A white, winter morning. The street was cold. He unlocked the front door and ran up the stairs. At her apartment, not knowing why, he knocked lightly.
“Kaya?”
Nothing. He knocked again, softly, repeatedly. Suddenly, like a blow, he understood. It was true; she had spent the night elsewhere.
“Kaya.”
He unlocked the door and opened it. It stopped abruptly against the night chain.
“Who is it?” she said.
He had a glimpse of her, nothing more. “Viri.” There was a silence. “Open the door,” he said.
“No.”
“What’s wrong?”
“Someone’s here.”
For a moment he could not think what to do. It was early morning. He was ill, he was dying. The walls, the carpets were drinking his life.
“Kaya,” he pleaded.
“I can’t.”
He was staggered because he was innocent. Everything was the same, everything in the world was still in its place, and yet he could not recognize it, his existence had vanished. Her nakedness, late dinners, her voice on the phone—he was left with these, like scraps she had left behind. He started down the stairs. I am dying, he thought. I have no strength.
He sat in the car. I must see him, he decided, I must see who he is.
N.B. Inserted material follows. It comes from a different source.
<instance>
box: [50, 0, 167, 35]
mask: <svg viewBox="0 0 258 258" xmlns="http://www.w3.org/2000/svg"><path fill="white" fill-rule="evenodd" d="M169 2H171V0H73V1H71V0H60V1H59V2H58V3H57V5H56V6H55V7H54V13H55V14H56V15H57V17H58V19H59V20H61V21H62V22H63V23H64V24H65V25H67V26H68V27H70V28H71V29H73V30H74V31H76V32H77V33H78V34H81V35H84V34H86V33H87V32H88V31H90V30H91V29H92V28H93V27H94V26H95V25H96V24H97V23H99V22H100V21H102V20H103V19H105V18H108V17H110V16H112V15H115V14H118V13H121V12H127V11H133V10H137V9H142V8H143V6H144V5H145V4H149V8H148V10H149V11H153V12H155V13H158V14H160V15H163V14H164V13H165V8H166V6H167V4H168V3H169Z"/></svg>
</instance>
A postal truck went down the street. People were going to work. He was too near the door. There was a place to park further on. He started the car and drove to it.
Suddenly someone came out, a round-faced man with an attaché case, wearing a loden coat. No, Viri thought, impossible. The next moment there were two more emerging—was it going to be a comedy?—and then, still another. He was fifty; he looked like a lawyer.
He sat in the office unable to think. His draftsmen were arriving. Are you all right, they asked. Yes. Their wide, flat tables were already spilling sunlight. They hung up their coats. It seemed that the white telephones, the chrome and leather chairs, the sharpened pencils, had lost their significance; they were like objects in a store that has closed. His gaze passed over them in ringing silence, a silence that could not be penetrated though he spoke in it, nodded, heard conversation.